For some inexplicable reason, Celtic music’s increasingly dumped into the catch-all bin labeled New Age, whose “soothing” instrumentals are perceived as kin to Celtic flutes and whistles. Rightly or wrongly, the Irish extravaganza “Riverdance” has long since become a punchline, so…
Who’s buying all those Celtic-flavored, New Age-y albums?
Consider “Celtic Woman,” a grandly produced collection of Irish perennials (“Danny Boy”), classical faves (“Ave Maria”), pop (Enya’s “Orinocco Flow”) and syrupy compositions by artist/ producer David Downes (a former musical director for “Riverdance”) dressed in the requisite New Age shimmering synths. Its success isn’t on the scale of “Riverdance,” but it’s a mini-phenomenon nonetheless.

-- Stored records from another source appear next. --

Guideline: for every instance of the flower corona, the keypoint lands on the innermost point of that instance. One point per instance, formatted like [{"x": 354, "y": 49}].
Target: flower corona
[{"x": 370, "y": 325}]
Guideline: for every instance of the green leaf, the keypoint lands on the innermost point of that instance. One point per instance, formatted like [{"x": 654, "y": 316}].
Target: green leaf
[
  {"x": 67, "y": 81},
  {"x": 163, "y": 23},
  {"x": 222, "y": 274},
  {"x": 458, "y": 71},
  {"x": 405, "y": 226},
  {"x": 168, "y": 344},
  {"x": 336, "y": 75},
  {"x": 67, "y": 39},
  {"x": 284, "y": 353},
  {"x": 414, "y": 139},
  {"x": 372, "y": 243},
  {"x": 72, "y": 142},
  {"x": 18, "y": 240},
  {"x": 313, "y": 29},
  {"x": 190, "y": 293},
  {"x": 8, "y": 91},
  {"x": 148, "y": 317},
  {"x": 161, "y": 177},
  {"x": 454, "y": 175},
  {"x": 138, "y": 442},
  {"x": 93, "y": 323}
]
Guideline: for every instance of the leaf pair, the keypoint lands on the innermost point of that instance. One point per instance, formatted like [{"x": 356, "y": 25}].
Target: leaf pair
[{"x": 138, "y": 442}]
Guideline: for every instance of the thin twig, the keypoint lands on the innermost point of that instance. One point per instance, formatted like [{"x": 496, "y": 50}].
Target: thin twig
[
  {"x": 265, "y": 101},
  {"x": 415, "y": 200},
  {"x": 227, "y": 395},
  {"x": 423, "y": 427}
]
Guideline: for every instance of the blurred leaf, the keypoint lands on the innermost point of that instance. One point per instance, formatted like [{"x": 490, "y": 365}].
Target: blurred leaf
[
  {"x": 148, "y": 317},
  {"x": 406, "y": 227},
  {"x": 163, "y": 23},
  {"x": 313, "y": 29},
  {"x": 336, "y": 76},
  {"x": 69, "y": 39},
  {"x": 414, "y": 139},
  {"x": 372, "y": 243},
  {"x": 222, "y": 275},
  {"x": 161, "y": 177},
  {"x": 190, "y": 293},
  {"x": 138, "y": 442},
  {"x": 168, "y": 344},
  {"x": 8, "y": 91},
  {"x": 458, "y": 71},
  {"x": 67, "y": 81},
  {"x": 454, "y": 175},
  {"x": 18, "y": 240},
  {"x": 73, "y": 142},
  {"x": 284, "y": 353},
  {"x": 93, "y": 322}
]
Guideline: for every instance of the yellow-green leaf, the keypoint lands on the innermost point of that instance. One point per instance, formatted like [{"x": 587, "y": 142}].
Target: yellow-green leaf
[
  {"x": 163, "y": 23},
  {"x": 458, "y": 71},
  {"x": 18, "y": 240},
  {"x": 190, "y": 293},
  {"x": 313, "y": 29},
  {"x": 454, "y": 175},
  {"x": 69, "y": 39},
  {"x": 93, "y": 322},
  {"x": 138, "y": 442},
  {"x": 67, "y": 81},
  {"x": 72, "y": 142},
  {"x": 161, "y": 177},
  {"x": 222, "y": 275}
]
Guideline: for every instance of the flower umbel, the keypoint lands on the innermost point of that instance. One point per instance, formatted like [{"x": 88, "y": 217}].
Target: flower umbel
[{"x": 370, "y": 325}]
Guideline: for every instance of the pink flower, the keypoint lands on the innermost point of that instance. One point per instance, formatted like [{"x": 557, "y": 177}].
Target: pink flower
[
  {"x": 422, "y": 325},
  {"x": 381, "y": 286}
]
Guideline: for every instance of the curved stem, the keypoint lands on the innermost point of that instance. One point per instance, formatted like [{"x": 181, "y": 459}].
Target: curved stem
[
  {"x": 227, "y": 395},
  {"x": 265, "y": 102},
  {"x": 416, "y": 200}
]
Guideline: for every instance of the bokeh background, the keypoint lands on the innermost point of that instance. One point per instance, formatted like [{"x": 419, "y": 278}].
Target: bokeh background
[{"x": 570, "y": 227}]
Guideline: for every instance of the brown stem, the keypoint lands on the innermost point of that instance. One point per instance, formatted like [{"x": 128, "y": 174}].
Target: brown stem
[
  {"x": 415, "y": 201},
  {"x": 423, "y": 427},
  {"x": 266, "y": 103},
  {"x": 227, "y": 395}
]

Celtic Woman is an ensemble of five extremely talented and photogenic young women: single-named vocalists Chloë, Méav, Lisa and Órla and violinist Máiréad. Their album, which was released by Manhattan Records in March 2005, has had a death grip on the top spot of Billboard’s World Album chart for months. It’s spawned a stage show, DVD and popular PBS concert.
Prepackaged? You bet. Each of the women had already released solo albums and/or earned solid music and theater credits when they were brought together by Downes, artistic director Sharon Browne and executive producer Dave Kavanagh, who formulated the concept then cast the players. And, it should be noted, cast them well.
The most immediately striking aspect of Celtic Woman’s sound is the singing, which is technically flawless and so clear and pure as to sound spring-fed. Their vocal arrangement of “Nella Fantasia” is singularly beautiful, and Máiréad’s violin solos on the medley “Ashokan Farewell/The Contradiction” cause chillbumps. Most of the material, however, is a letdown, and the orchestration sounds copped from a Celine Dion record. Despite the Celtic musical canon being one of the meatiest in the world, the “Celtic Woman” song list favors more synthetic-sounding compositions like Downes’ “The Soft Goodbye” and “Someday” from the Disney toon “Hunchback of Notre Dame.” It’s not that they’re bad; they’re handsomely presented compositions that Josh Groban fans probably love. But they’re about as Irish as Irish Spring.
Anyone hungering for equally stunning singing of world-class Celtic music is advised to seek out recordings by Mary Black, Frances Black, Karan Casey, Dolores Keane and Altan’s Mairéad ní Mhaonaigh. Celtic music lovers aren’t the real target audience for “Celtic Woman,” although most of the cash cow’s CD and ticket buyers probably have at least one Enya album at home. More than likely, it’s the millions of romance-loving fans who keep vocal acts Andrea Boccelli and Il Divo in business who are flocking to “Celtic Woman.” Too bad Mom lives so far away; this is one show she could enjoy without earplugs.